Louisiana delegation heads to Washington to deal with fiscal cliff
Don Ames Reporting
The December 31st Fiscal Cliff deadline is approaching and no deal appears to be on the horizon.
Louisiana's House delegation will head to Washington D-C to convene for a rare Sunday night session to act on any last minute legislation offered by either President Obama or the Senate.
The U-S House could vote on legislation so the federal government can avoid the fiscal cliff, which is a series of tax increases and spending cuts that are set to go into effect in 2013. It would mean 109 billion-dollars in budget cuts and 600 billion dollars in tax hikes.
Lafayette Congressman Charles Boustany speaks for the state's Congressional delegation when he says its unlikely that the cliff can be avoided.
"It's likely that we'll go beyond the December 31st deadline, and we'll take legislation up early in January and make it retroactive. I think that's probably the most likely scenario."
Boustany lays most of the blame for the current impasse on Senator Harry Reed and the democratically controlled Senate.
"We pushed hard to address this in the House back during the summer months to avert this type of problem at the very end of the year," says Boustany. "And, the Senate has just repeatedly failed to move forward on legislation and that's just unacceptable."
Metairie Congressman Steve Scalise agrees that its almost impossible to avoid the deadline at this late date, but he says the House will be ready to help take action to minimize the impact on taxpayers.
"Whatever is done will be made retroactive, so most people will be safe from any tax increases, even if they go up for a few days at the beginning of the year and then it's fixed and it's made retroactive. So, ultimately, nobody will pay more taxes below a certain level."
Scalise says not all aspects of the fiscal cliff are negative. He says the automatic spending cuts are a good start to reducing the size of the Federal budget.

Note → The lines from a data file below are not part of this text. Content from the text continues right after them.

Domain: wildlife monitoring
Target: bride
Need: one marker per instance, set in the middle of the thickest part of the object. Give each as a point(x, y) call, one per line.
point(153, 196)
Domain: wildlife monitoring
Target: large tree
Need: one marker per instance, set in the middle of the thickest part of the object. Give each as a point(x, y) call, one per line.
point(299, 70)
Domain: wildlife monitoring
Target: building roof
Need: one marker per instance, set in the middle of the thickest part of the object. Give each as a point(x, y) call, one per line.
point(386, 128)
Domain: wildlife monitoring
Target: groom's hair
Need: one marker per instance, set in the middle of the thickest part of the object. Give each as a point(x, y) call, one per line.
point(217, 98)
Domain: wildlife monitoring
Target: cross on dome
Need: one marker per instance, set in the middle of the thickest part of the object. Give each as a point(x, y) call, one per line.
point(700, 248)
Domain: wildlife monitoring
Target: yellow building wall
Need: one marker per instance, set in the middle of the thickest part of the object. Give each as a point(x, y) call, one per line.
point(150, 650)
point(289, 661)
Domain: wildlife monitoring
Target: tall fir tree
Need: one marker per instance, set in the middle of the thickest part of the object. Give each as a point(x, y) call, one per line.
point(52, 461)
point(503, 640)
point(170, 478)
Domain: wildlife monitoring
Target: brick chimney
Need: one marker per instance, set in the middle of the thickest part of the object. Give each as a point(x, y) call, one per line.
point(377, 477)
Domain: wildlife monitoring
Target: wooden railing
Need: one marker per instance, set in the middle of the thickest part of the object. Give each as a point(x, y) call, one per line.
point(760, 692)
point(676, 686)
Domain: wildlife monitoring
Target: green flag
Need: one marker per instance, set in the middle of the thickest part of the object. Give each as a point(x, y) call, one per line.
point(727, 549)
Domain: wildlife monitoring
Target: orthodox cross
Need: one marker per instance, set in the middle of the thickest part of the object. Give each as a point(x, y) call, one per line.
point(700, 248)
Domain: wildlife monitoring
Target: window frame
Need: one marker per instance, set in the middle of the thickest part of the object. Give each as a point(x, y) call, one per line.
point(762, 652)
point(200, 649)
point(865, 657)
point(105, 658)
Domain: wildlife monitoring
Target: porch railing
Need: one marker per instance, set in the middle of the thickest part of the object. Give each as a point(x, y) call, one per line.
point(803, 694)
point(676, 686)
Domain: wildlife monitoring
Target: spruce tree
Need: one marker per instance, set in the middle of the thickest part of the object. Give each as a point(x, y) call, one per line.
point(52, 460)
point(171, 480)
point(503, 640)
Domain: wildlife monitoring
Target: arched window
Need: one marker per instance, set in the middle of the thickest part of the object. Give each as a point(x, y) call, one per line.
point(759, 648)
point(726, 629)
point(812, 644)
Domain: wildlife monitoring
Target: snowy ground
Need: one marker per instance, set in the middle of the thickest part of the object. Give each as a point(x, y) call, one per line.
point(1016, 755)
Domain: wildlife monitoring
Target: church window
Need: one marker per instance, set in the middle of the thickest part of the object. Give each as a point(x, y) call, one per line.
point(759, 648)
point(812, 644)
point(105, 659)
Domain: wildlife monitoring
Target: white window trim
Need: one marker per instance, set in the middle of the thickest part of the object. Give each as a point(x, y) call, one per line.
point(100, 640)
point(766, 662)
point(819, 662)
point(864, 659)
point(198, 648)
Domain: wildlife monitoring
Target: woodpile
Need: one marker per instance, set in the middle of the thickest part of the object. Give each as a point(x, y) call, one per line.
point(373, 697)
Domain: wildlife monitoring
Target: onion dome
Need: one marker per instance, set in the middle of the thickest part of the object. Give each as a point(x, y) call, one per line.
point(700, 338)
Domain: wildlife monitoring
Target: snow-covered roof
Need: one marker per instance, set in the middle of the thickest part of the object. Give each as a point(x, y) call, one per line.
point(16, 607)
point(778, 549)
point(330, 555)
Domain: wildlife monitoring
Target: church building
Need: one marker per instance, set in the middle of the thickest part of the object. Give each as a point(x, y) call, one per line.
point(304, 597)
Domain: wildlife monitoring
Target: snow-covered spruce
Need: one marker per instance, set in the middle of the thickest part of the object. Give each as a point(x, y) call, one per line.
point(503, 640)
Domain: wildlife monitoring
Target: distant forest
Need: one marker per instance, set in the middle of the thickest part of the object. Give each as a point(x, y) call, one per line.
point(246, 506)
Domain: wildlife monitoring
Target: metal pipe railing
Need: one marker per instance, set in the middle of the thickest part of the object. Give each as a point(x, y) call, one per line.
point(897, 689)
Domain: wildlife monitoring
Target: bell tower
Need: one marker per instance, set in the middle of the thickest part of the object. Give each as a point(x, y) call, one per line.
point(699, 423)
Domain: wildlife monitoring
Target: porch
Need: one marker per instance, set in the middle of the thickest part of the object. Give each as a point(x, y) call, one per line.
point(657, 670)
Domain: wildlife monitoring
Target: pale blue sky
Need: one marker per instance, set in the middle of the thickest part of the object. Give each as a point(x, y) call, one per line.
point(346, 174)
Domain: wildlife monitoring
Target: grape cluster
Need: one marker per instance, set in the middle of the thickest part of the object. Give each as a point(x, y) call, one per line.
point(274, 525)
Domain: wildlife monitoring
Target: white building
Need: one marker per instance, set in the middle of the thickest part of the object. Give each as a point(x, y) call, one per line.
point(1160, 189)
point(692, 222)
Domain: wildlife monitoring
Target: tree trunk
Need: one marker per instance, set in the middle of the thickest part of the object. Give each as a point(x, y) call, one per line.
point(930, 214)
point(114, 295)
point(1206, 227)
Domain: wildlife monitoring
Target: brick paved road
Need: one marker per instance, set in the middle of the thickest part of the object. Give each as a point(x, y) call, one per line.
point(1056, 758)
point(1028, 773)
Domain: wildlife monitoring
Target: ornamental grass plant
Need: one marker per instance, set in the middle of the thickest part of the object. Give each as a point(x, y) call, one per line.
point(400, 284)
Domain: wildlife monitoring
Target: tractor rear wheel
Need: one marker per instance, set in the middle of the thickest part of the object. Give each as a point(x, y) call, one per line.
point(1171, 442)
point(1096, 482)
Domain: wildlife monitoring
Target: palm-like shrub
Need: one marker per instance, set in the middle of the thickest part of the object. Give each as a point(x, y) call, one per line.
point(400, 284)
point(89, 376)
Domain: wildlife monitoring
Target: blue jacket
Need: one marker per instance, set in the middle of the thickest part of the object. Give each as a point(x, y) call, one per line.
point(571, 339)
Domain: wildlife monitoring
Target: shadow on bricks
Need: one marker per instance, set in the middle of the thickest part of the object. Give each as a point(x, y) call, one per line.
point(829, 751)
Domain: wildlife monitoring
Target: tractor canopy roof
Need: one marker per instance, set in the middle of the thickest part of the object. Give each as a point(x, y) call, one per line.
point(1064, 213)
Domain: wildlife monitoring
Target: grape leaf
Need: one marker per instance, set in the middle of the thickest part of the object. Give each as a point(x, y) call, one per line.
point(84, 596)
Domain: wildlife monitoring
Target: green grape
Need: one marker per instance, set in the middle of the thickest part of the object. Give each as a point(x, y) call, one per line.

Scalise says it about time for Washington to learn to live within its means.
"Forty cents of every dollar that Washington spends is borrowed money," says Scalise. "And, you look at some of these federal agencies over the last few years that have seen double digit increases. I mean, families have been cutting back and Washington's been on a spending spree. It's time for that to change."
If there's a last-minute deal struck, there could be a senate vote Sunday or Monday with the House to follow.